Il y a quelques années, vous affirmiez qu’être entraîneur est « un acte politique ». En êtes-vous toujours aussi convaincu aujourd’hui ? Quand je dis cela, je ne défends aucun bord ou aucun parti politique. Quand je dis qu’entraîner est un acte politique, c’est que l’on a des idées, qu’on les affiche, qu’on s’affirme, qu’on les défend, qu’on s’y tient, qu’on se bat, qu’on prend des coups, qu’on se relève… Mon métier d’entraîneur ne consiste pas simplement à gagner des matchs. Je ne le vis pas comme ça. Je sais qu’il faut gagner des matchs pour durer et gagner en crédibilité. Mais ma vie, ce n’est pas cela. C’est de travailler sur des valeurs, une éthique de travail, défendre des idées, fédérer une équipe et emmener un club sur des idées de jeu, sur une philosophie de jeu si on va encore plus loin. Une fois que j’ai ça en tête, que je l’explique bien et que je m’y tiens, après je manage, j’emmène avec moi, je gère le groupe et j’essaye de tirer le maximum des joueurs avec le staff. C’est ça, mon métier.

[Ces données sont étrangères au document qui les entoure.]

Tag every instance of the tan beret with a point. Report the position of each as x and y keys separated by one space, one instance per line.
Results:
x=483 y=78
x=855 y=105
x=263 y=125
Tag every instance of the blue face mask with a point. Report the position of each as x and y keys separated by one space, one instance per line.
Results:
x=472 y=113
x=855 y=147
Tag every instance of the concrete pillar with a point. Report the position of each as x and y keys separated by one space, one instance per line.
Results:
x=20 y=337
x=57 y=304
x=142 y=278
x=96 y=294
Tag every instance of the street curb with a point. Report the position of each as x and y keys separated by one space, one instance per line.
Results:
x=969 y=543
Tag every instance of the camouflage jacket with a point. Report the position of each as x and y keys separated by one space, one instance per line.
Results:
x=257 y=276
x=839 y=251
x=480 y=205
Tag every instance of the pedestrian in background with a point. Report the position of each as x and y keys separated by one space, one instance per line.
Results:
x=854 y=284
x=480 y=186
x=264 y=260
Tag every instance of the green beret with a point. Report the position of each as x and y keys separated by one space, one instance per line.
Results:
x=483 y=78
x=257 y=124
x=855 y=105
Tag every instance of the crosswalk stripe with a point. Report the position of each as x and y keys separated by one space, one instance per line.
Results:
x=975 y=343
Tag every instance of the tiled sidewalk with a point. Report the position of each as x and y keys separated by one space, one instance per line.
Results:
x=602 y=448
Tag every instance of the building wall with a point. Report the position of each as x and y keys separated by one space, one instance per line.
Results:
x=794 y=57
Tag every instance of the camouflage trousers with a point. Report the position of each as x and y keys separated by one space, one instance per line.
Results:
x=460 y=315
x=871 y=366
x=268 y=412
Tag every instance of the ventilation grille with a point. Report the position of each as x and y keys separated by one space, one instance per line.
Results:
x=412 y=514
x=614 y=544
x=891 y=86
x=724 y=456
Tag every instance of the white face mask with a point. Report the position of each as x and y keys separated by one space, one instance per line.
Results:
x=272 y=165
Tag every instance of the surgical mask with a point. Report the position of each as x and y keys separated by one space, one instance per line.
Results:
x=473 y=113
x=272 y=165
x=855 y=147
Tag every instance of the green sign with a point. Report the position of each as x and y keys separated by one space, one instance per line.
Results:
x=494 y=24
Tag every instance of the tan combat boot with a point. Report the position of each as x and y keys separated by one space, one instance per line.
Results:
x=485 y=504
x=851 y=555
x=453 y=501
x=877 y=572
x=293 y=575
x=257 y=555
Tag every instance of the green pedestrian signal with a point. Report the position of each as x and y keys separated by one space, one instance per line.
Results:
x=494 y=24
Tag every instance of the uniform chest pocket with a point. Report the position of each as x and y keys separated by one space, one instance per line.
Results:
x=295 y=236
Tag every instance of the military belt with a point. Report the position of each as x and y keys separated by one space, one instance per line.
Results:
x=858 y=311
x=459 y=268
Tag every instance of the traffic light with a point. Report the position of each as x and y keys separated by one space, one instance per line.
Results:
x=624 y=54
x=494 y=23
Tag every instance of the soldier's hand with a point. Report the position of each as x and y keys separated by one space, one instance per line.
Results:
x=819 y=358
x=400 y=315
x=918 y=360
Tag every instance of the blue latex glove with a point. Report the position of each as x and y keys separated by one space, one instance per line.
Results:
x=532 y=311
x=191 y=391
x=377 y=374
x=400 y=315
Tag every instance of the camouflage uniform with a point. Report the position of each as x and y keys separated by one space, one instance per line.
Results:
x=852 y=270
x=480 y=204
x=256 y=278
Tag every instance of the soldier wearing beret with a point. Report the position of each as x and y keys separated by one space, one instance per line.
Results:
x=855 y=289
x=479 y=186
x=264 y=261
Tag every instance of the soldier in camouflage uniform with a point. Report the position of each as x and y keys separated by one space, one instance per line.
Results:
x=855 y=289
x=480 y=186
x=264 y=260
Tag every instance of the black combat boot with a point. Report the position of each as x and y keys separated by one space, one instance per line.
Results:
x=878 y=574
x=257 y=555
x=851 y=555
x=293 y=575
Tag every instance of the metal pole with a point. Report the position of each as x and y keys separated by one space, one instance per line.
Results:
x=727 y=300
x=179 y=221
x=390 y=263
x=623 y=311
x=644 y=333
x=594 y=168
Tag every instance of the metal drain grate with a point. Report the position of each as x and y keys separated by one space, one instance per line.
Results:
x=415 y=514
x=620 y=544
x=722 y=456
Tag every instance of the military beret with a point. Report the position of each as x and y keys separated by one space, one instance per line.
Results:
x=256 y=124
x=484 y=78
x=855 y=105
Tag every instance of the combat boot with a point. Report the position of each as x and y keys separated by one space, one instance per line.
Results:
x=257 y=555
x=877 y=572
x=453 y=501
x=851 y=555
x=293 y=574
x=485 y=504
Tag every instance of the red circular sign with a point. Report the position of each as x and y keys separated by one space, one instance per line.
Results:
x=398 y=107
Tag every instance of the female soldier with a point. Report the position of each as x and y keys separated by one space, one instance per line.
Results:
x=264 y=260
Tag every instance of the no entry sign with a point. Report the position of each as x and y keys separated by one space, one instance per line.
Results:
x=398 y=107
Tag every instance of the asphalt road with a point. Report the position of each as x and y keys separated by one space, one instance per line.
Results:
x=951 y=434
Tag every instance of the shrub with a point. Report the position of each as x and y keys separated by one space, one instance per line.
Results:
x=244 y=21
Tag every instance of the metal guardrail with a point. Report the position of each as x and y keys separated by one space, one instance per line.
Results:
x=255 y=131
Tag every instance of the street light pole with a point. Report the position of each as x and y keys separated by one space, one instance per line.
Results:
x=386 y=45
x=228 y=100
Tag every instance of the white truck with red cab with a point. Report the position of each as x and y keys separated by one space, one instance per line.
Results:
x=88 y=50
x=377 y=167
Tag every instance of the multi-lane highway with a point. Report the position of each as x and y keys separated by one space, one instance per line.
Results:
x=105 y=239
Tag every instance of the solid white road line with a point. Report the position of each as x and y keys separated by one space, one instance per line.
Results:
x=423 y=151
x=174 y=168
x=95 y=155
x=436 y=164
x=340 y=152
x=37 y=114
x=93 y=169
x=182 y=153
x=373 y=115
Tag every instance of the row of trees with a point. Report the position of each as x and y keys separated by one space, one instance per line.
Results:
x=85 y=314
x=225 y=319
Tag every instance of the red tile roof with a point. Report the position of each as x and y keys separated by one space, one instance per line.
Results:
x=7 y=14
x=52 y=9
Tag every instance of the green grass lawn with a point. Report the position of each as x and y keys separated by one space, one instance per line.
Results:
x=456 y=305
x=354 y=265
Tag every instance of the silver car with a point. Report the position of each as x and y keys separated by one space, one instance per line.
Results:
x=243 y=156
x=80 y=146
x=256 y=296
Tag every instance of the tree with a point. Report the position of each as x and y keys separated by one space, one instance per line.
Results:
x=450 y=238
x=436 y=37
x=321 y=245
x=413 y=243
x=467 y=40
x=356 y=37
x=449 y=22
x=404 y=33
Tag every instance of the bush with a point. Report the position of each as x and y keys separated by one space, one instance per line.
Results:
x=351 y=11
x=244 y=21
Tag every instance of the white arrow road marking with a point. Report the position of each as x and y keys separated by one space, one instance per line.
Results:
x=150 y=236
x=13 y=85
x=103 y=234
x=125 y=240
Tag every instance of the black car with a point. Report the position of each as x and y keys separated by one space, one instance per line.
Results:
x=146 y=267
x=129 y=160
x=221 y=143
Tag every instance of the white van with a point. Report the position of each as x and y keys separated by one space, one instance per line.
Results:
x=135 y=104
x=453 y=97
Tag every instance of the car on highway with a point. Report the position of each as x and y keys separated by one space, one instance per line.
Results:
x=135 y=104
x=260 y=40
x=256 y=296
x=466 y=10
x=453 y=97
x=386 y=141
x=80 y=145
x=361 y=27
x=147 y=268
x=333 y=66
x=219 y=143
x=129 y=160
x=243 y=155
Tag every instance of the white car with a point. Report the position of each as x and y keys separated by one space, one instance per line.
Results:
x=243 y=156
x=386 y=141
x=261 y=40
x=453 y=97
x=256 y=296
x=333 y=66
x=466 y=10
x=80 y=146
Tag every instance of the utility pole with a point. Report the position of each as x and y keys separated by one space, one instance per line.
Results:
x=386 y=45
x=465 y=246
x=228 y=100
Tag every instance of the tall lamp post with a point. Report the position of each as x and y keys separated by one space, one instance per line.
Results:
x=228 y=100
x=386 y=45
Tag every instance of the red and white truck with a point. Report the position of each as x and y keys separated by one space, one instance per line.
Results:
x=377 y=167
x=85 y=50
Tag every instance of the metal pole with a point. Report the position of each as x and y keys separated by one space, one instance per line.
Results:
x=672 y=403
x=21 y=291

Quand vous arrivez au LOSC, quel est votre programme politique ? Qu’est-ce que vous voulez essayer de faire ?Déjà, je n’étais pas prêt à tout pour avoir le poste. J’ai bien expliqué mon fonctionnement. Mon atout, c’est que je connaissais bien l’équipe parce que je l’ai suivie depuis plus de trois ans, soit presque depuis les débuts de Christophe (Galtier, NDLR), qui était entraîneur adjoint à Bastia lorsque j’y étais joueur. J’avais du recul sur le parcours de l’équipe, le chemin parcouru jusqu’au titre de champion. Quand je dis que je n’étais pas prêt à tout, c’est parce que je pense que j’étais un bon choix pour être dans la continuité de ce qui avait été fait, que je n’étais pas un choix en rupture. C’était l’un ou l’autre : si vous voulez continuer dans ce qui a été fait jusqu’à présent, je peux être un bon choix. Si vous voulez être en rupture, il ne faut pas me choisir. J’ai été très clair avec le président.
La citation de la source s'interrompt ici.